Die Atmosphäre wandelt sich im Laufe der Platte zwischen bedrückt, erhaben und schwelgerisch. Die Mittel bleiben dieselben: Stakkato-Streicher, Bläser-Einsätze, kantige Gitarrensolos und wenn es sein muss, ein elektronischer Beat, die in Summe ein homogenes Mosaik von Album zeichnen.

Im 16-minütgen Titelsong an letzter Stelle steckt er dann endgültig drin, der „Lärm der Welt“: Verkehr, Hupkonzert, Hämmern, Martinshorn, untermalt mit 12-Ton-Musik, Tremolo-Streicher und zum Ende Klassik-Pop mit Sprechgesang.

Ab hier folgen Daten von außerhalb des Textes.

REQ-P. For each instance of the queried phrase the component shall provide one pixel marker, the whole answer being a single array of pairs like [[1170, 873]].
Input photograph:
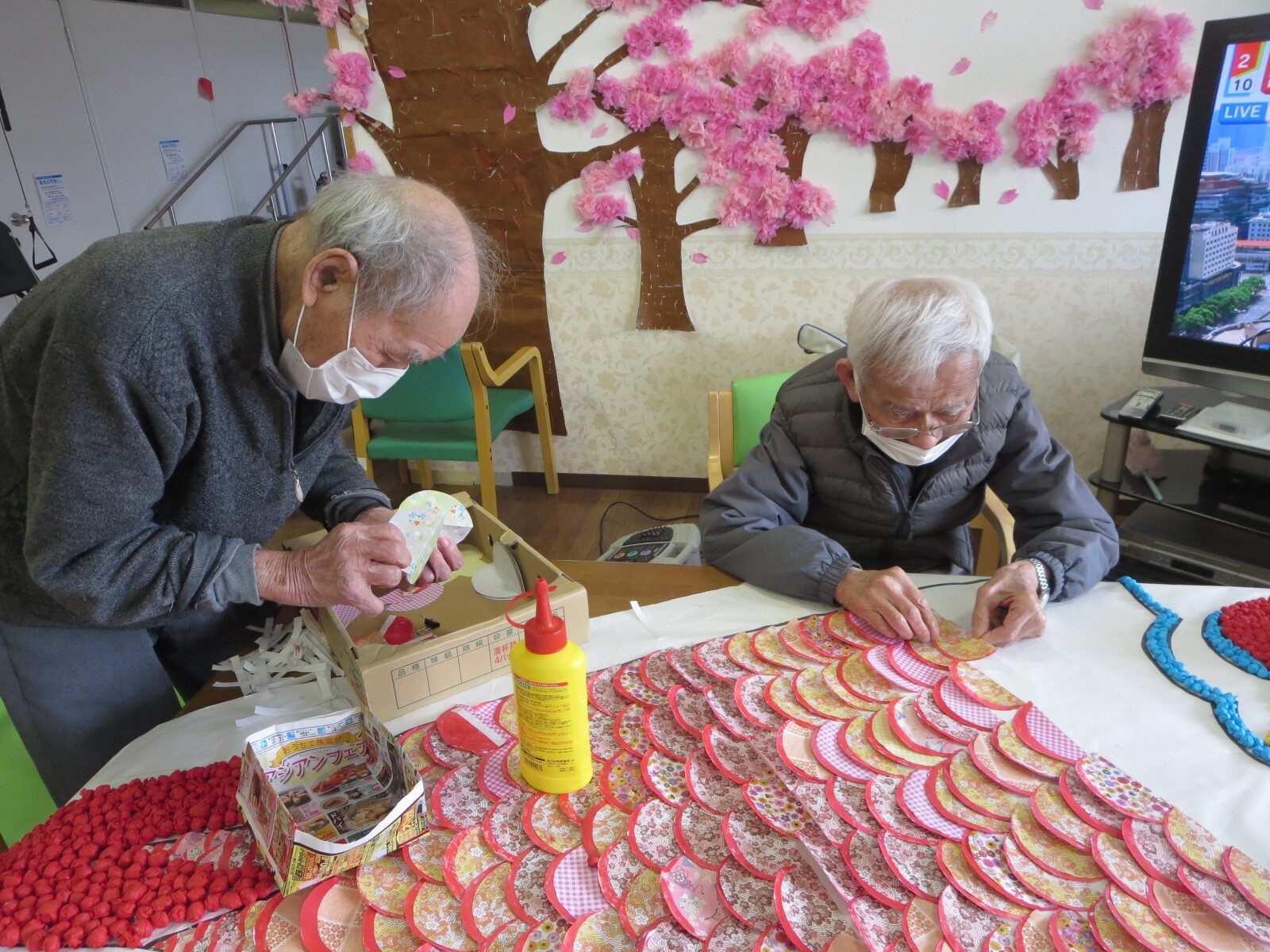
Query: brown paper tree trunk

Das ist alternative Kammermusik par excellence, dargereicht mit einem imposanten Coverartwork und einer Stimme zwischen Philipp Poisell und Moritz Krämer. Von einer 2006 gegründete Band, die an der Universität für Musik und darstellende Kunst Wien ihre künstlerischen Fähigkeiten erwarb und ihre Ambitionen auftürmte, vergleichbar mit der Grandezza von Klez.e.

Wo sich letztere dem Indie verpflichtet fühlen, greifen Neuschnee nach der Klassik. Die poetische Lyrik, gleich einem Postmodernen Franz Schubert, tut ihr Übriges.

Das heißt keinesfalls, dass Neuschnee sich mit Nachdruck der Hochkultur verpflichtet fühlen. Sie funktionieren vielmehr zwischen den Stühlen, und das könnte letztlich Fluch und Segen sein.

Denn es besteht die latente Gefahr opulenter Kammermusik – fürs Feuilleton zu groß, für die Arena zu klein. Es wäre Neuschnee zu wünschen, dass sie diesen gordischen Knoten aufbekommen.